An interview in person with the bishop in September didn't help, she said. She said he continually referred to the legal issues involved, when she wanted him to be compassionate, listen to her and tell her it was OK to feel the way she did.
Kettler said recently that he went into that interview without much information about Jane Doe or Poole.
"My intention was not to somehow frustrate her, but my intention was to offer counseling," he said. "I don't think I had any preconceived intentions. I just wanted to work with her the best I could."
But she was troubled by subsequent discussions about counseling, she said. She felt the bishop made it difficult by putting parameters on paying for a counselor. She decided then to discuss suing with attorney Ken Roosa.
"I've never had a client less eager to see me," Roosa said. But "she wanted to be treated in a pastoral fashion, to be treated as a human being and a Catholic."
The Jesuits now pay for her counseling, she said.
Jane Doe said she always knew the relationship with Poole was wrong and told friends about it in the past. But only recently, with the help of a counselor, did she realize it was sexual abuse, she said.

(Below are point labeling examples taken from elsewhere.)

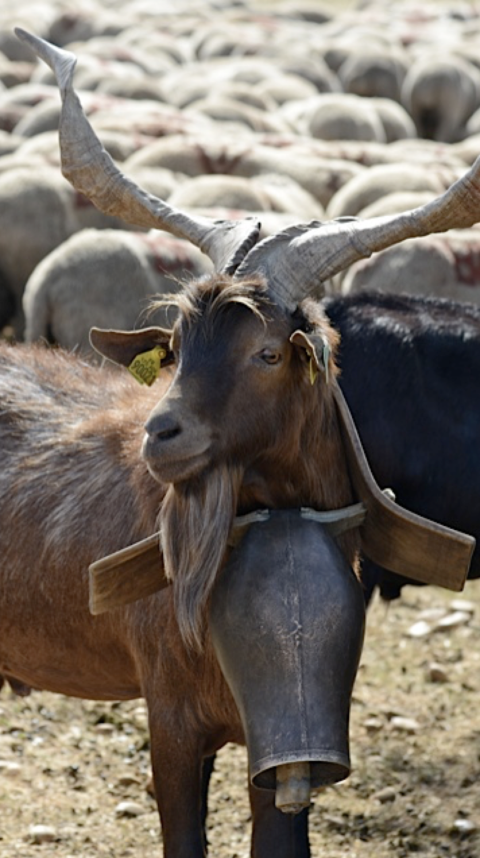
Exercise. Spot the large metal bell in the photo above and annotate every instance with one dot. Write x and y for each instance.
(287, 623)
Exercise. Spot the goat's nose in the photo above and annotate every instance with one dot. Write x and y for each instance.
(162, 427)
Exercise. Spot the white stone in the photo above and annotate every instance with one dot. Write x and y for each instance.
(42, 833)
(128, 809)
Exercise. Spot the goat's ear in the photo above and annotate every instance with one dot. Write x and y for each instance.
(317, 348)
(143, 352)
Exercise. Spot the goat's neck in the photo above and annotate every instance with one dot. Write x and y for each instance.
(310, 472)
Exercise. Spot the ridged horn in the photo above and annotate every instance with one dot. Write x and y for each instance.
(92, 172)
(296, 262)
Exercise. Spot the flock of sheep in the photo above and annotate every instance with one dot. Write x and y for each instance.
(291, 110)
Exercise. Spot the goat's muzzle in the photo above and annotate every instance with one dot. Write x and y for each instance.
(175, 446)
(287, 623)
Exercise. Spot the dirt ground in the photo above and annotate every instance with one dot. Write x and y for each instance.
(73, 773)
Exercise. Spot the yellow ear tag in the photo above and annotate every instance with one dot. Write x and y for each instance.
(146, 366)
(326, 358)
(313, 369)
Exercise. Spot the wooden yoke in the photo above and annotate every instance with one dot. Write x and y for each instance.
(393, 537)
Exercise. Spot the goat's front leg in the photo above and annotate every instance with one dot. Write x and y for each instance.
(276, 833)
(177, 776)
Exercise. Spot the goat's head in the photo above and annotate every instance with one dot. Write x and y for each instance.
(243, 382)
(249, 337)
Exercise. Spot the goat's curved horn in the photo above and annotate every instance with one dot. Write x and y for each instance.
(296, 262)
(92, 172)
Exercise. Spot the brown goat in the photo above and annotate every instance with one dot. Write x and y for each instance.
(244, 423)
(237, 427)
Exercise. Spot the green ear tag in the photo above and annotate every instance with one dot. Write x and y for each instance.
(145, 367)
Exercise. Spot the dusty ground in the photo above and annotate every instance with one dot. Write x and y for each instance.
(415, 743)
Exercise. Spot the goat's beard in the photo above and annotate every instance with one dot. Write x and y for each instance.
(195, 522)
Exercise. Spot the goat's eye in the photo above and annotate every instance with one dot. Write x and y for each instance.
(271, 357)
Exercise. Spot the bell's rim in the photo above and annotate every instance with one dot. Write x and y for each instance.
(326, 767)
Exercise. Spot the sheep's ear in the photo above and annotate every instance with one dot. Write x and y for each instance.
(143, 352)
(317, 348)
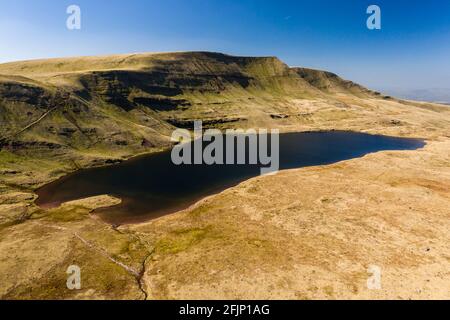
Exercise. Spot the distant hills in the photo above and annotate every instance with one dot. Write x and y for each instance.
(438, 95)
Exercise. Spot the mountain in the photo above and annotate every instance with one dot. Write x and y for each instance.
(437, 95)
(94, 110)
(308, 233)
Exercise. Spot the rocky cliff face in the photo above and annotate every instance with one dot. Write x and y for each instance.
(90, 109)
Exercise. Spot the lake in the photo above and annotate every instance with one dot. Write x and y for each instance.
(151, 186)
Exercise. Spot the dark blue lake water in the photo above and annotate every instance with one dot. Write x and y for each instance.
(152, 186)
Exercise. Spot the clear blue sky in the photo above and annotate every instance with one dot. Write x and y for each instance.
(411, 51)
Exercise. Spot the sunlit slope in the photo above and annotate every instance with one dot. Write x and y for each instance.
(88, 110)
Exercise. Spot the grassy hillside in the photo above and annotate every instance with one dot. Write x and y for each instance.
(87, 111)
(302, 234)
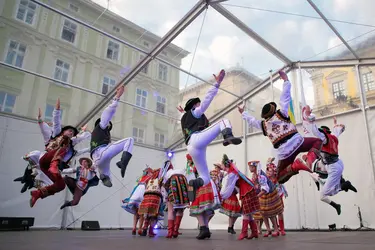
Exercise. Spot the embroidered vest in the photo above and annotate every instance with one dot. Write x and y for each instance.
(278, 129)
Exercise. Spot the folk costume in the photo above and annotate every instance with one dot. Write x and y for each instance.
(176, 186)
(79, 186)
(131, 204)
(284, 136)
(103, 150)
(199, 134)
(248, 197)
(269, 199)
(58, 152)
(335, 167)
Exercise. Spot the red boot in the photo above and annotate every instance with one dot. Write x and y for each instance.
(245, 229)
(177, 224)
(254, 230)
(170, 229)
(282, 229)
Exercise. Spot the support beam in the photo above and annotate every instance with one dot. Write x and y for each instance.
(332, 28)
(336, 63)
(234, 104)
(236, 21)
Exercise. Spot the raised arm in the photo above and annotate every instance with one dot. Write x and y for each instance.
(227, 191)
(56, 119)
(285, 94)
(197, 112)
(110, 111)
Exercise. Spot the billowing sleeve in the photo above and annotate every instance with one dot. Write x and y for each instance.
(227, 191)
(285, 98)
(197, 112)
(251, 120)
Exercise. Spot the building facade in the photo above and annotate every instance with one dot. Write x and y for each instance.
(42, 41)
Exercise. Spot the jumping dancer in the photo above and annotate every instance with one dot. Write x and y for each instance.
(248, 197)
(284, 136)
(199, 134)
(103, 150)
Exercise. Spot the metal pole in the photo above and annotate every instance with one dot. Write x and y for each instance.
(365, 120)
(81, 88)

Poole was a close family friend, and she has come to regard the relationship as incestuous, Jane Doe said. He took advantage of her vulnerability, she said, telling her he loved her and that she was special.
"I can see now it was a sick relationship," she said. "How could I kiss a priest? It just seems so absurd."
Jane Doe said she also feels that the church does not want to take responsibility for what happened. Most recently, attorneys for Poole and the diocese have asked the judge to dismiss the case based on the statute of limitations, arguing the claims were too old to consider under the law. The Alaska Supreme Court already is considering that argument in the Convert case, which has plaintiffs with claims reaching as far back as the 1950s.
Jane Doe still carries the letter she wrote Kettler in her purse, its edges now worn. She said she hopes to settle the case but is ready to go to trial if she has to.
"It's just appalling to me," she said. "They know the truth."